Œuvres de Jean Lesage à la SMCQ : plongées contemporaines dans la mémoire

Entrevue réalisée par Alain Brunet

Le compositeur Jean Lesage, qui fut d’abord claveciniste au début de sa carrière de musicien, a construit une œuvre parfaitement contemporaine en y imbriquant des fragments insoupçonnés de notre mémoire musicale. Au fil du temps, il a ainsi parcouru les époques jusqu’à la période baroque et en a puisé des éléments probants qui en ont inspiré ses propres œuvres. En 2022, cette démarche singulière a passé l’épreuve du temps, et c’est pourquoi la Société de musique contemporaine du Québec et son directeur musical Walter Boudreau ont choisi de présenter un portrait de Jean Lesage sous le thème La mémoire équivoque. Ce programme spécial sera visuellement étoffé par la scénographie de Sylvain Marotte

PAN M 360 : Comment Jean Lesage reçoit-il cette initiative de la SMCQ?

JEAN LESAGE : Absolument, c’est un honneur. Ça n’arrive pas très souvent dans une carrière, c’est l’équivalent d’une exposition solo!

PAN M 360 : Comment le programme a-t-il été conçu?

JEAN LESAGE : Walter Boudreau m’a approché pour me demander si j’étais intéressé. Je l’étais évidemment. Et j’ai voulu montrer différentes facettes de mon travail.
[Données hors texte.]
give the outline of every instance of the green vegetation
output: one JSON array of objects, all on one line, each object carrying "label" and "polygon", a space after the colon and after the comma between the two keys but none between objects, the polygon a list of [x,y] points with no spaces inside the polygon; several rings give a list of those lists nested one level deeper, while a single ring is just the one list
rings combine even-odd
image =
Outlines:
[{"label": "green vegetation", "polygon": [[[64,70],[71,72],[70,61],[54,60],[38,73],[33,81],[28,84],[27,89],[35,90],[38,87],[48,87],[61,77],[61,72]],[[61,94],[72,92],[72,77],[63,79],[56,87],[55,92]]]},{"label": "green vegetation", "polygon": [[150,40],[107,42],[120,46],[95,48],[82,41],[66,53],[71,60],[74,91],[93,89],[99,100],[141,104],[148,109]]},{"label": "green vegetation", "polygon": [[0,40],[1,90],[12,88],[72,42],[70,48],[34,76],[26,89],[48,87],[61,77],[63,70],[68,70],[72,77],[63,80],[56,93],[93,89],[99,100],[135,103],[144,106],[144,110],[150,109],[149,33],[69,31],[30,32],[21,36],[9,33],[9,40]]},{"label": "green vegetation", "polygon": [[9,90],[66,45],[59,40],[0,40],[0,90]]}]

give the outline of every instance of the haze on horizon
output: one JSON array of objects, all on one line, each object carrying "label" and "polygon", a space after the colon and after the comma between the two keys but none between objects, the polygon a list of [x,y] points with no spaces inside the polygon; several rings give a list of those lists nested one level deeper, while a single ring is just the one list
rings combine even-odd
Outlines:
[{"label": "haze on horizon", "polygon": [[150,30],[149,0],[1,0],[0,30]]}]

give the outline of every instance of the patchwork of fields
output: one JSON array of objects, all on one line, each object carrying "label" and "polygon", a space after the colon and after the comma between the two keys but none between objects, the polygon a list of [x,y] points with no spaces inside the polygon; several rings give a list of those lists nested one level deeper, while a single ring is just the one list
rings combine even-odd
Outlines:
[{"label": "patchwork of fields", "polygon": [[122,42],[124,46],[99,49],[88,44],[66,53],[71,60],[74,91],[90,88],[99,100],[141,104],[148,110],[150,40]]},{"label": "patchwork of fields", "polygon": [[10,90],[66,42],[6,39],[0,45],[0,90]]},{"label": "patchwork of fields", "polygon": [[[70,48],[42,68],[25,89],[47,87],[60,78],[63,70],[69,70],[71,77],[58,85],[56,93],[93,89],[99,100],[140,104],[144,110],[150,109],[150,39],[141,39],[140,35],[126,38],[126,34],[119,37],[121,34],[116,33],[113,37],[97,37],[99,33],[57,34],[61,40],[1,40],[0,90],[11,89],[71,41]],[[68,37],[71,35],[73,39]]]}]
Avec différents ensembles qui vont du quatuor à cordes à l’orchestre de chambre. Et j’ai toujours été intéressé, dans ma musique, à faire ce que faisait Stravinsky d’une certaine manière, car ma musique parle de musique. De l’histoire de la musique. C’est souvent une mise en abyme, je dirais. On trouve ça beaucoup en littérature évidemment. Le roman qui parle du roman.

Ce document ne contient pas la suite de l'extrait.